Tuesday, June 1

Mini Reviews: June 1st Edition [Nintendo Switch eShop]


Warhammer Age of Sigmar: Storm Ground [Gasket Games] -
As turn-based tactical strategy games go on the Switch there’s no doubt that while Storm Ground benefits from the Warhammer license it still struggles in a number of areas. Possibly my biggest gripe is simply the glacial pace it feels like every turn moves at, and since so much of what happens in any given battle is repetitive that can be aggravating. In terms of production values the polished look and at least reasonably-good voice acting do try to help pump things up, as does the incorporation of some roguelike unpredictability, but too often the ground you’re treading throughout feels a bit too familiar nonetheless since no matter how exotic your units may look if they still function in very traditional ways the unique edge gets lost in the process. There are certainly worse strategy titles on the console but this fails to really get into the vicinity of the better genre standard bearers in the eShop.


Beautiful Desolation [THE BROTHERHOOD] - First glances at the pre-rendered backgrounds and plain look and feel of Beautiful Desolation brought a bit of a thrilling feeling to me as a classic PC gamer, making me hope for the likes of classic Fallout or Wasteland… but in this case it happens to be a point-and-click adventure so hopes were dashed but that’s still cool. Unfortunately, right out of the gate there’s just something that feels unpolished and discouraging with very little ramping up to get you comfortable with the game’s style and mechanics flying straight into some purely trial and error puzzles before you’ve even got your legs under you. Sadly it really doesn’t break through to any sense of greatness from there, though I’ll admit the story itself has some promise, but the voice acting and troubles with finding where you can walk or exits in the environment can be an unnecessary annoyance. If you have some patience I’m sure you can enjoy the adventure, but overall it just feels like it struggles with too many issues to be recommended more than half-heartedly.


Fate of the Pharaoh [Cateia Games] - A little casual strategy action isn’t always a bad thing, and if you like to peck out some commands to your workers to collect resources, build structures, and generally keep everyone happy Fate of the Pharaoh may be your jam. While probably a bit quicker to play using the touchscreen, the console controls also work well enough to keep your workers busy as you learn the ropes of civilization building one new building at a time. As you go, a careful balance of making sure you have the proper resources and gold coins is vital if you want to keep all of your bonuses but as a whole this is a decidedly casual experience, so you can feel free to take it at your own pace.

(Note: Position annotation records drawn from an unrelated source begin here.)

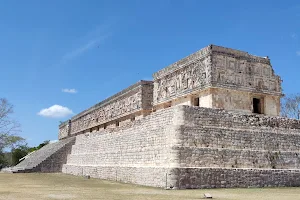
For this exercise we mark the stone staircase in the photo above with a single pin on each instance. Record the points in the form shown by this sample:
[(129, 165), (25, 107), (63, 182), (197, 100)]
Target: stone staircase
[(49, 158)]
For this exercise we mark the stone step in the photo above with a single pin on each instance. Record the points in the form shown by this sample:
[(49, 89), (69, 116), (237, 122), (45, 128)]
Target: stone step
[(31, 163)]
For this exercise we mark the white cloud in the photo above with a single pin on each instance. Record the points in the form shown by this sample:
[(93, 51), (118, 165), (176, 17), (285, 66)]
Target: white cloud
[(73, 91), (294, 36), (55, 111), (83, 48)]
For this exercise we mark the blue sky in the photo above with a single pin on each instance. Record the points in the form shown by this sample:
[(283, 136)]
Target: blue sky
[(99, 47)]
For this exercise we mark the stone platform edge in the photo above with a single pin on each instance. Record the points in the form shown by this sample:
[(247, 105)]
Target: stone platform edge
[(191, 178)]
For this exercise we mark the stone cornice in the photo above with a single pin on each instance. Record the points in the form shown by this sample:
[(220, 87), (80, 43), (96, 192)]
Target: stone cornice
[(113, 98), (206, 51), (182, 63)]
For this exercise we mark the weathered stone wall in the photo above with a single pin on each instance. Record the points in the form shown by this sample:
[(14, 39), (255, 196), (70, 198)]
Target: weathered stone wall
[(239, 100), (140, 152), (183, 77), (193, 147), (192, 178), (49, 158), (235, 78), (133, 101), (240, 70)]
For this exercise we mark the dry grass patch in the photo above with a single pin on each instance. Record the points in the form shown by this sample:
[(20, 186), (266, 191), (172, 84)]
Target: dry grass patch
[(65, 187)]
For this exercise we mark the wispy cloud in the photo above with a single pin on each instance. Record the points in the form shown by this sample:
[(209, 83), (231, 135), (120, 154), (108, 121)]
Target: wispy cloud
[(294, 36), (82, 49), (92, 39), (72, 91), (55, 111)]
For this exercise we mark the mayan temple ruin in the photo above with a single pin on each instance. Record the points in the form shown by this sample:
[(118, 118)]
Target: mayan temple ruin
[(210, 120)]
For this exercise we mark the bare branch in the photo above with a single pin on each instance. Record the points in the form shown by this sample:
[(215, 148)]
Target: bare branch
[(8, 127)]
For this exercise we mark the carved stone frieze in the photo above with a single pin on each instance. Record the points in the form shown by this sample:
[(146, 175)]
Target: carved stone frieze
[(193, 76)]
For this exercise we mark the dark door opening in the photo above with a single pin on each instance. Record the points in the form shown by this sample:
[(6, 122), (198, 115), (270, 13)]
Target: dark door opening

Blink: Rogues [Fox Dive Studio] - Cobbling a few ideas together that have shown up in other shooters on the Switch, Blink: Rogues at least seems to have some ambition going for it. You’ll need to be mindful of special enemy colors to be sure to hit them with the right weapons, you can face your ship either up or down in order to properly take on enemies, and you’ll also need to jump from the left of the screen to the right to avoid trouble and grab special items. All of that at least makes for an experience that isn’t generic, but unfortunately it’s also pretty dull and feels unrefined. You really don’t feel very powerful and the way waves come and go just doesn’t seem to have a well-designed flow you’ll see in the truly great shooters. As something different on a budget Rogues isn’t terrible, but with so many varied and terrific shooters on Switch this is low on the list of titles to recommend nonetheless.

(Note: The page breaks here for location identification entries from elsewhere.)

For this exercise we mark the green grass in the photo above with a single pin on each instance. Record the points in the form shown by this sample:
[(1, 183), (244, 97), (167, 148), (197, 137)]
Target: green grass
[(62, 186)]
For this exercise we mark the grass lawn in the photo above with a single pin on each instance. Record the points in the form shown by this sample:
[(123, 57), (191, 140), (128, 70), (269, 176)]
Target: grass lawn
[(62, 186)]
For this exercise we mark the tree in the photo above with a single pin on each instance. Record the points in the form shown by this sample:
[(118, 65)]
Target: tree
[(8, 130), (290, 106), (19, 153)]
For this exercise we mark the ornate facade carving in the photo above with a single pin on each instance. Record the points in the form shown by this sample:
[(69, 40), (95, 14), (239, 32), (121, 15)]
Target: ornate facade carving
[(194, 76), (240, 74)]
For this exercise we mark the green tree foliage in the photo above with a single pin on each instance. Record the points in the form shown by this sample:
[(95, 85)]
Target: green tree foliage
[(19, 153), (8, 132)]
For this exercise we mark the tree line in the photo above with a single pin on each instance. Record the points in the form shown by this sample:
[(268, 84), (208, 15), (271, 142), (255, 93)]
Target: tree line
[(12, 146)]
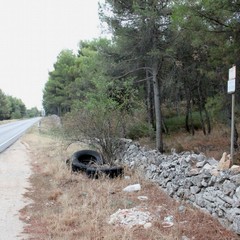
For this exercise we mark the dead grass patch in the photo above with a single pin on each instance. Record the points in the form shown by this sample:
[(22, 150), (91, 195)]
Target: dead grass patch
[(72, 206)]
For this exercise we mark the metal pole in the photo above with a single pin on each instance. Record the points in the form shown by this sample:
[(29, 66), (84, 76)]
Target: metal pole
[(232, 129)]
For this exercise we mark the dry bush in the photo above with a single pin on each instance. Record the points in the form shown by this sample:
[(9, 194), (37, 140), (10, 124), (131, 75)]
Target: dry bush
[(72, 206)]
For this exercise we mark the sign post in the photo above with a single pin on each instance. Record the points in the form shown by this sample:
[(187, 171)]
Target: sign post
[(231, 90)]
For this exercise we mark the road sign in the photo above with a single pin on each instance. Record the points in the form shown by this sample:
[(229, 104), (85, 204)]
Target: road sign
[(231, 86), (232, 73), (232, 80)]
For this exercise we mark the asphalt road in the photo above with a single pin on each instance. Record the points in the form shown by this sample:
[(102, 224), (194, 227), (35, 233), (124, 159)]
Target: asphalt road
[(11, 132)]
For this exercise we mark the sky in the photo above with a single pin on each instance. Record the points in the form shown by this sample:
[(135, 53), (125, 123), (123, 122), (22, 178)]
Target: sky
[(32, 34)]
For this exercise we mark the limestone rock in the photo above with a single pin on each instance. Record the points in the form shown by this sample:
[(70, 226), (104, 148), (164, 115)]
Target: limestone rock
[(225, 162)]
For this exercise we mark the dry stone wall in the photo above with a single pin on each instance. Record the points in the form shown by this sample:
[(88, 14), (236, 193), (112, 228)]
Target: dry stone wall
[(190, 177)]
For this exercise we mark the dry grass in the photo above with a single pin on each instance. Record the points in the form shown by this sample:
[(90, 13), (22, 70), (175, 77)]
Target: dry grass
[(213, 145), (70, 206)]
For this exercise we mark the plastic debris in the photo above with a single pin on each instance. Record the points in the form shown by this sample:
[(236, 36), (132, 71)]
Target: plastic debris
[(132, 188), (130, 217), (142, 198)]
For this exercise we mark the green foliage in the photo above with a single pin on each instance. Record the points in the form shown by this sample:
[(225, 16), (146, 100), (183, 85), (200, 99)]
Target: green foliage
[(216, 107), (5, 109), (33, 112), (139, 130), (11, 107), (177, 123)]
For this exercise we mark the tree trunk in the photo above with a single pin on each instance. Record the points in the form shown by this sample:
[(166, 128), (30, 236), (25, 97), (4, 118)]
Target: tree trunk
[(157, 103), (150, 110)]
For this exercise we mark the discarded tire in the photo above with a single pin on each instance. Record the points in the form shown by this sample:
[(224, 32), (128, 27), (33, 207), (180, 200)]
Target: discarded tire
[(111, 172), (81, 160)]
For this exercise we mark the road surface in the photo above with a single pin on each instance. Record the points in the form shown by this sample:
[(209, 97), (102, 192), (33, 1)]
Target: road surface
[(10, 132)]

Kontrakt [ShotX Studio] - The moment you start it up there’s not a single doubt that the people behind Kontrakt are fans of the highly-regarded and funky shooter Hotline Miami, but unfortunately that high bar also makes for a very tough act to follow. Granted, Kontrakt is more on the low-budget track, so perhaps you can expect for some lowering of expectations but even in some fundamental areas the play ends up being a bit wonky and lacking. For instance the smaller scale of the view you’re given and the overall look of the game can make busting through doors a challenge and there’s a very clumsy and inaccurate feel when you’re shooting at enemies that quickly gets frustrating. In many areas you can see the effort to replicate aspects of what made Hotline so great but in all of them there’s no mistaking the gap in the quality of the execution. As a budget also-ran perhaps you could have some fun with it but if you’ve played the best games in the space it’s tough to drop down in quality and not be a bit frustrated.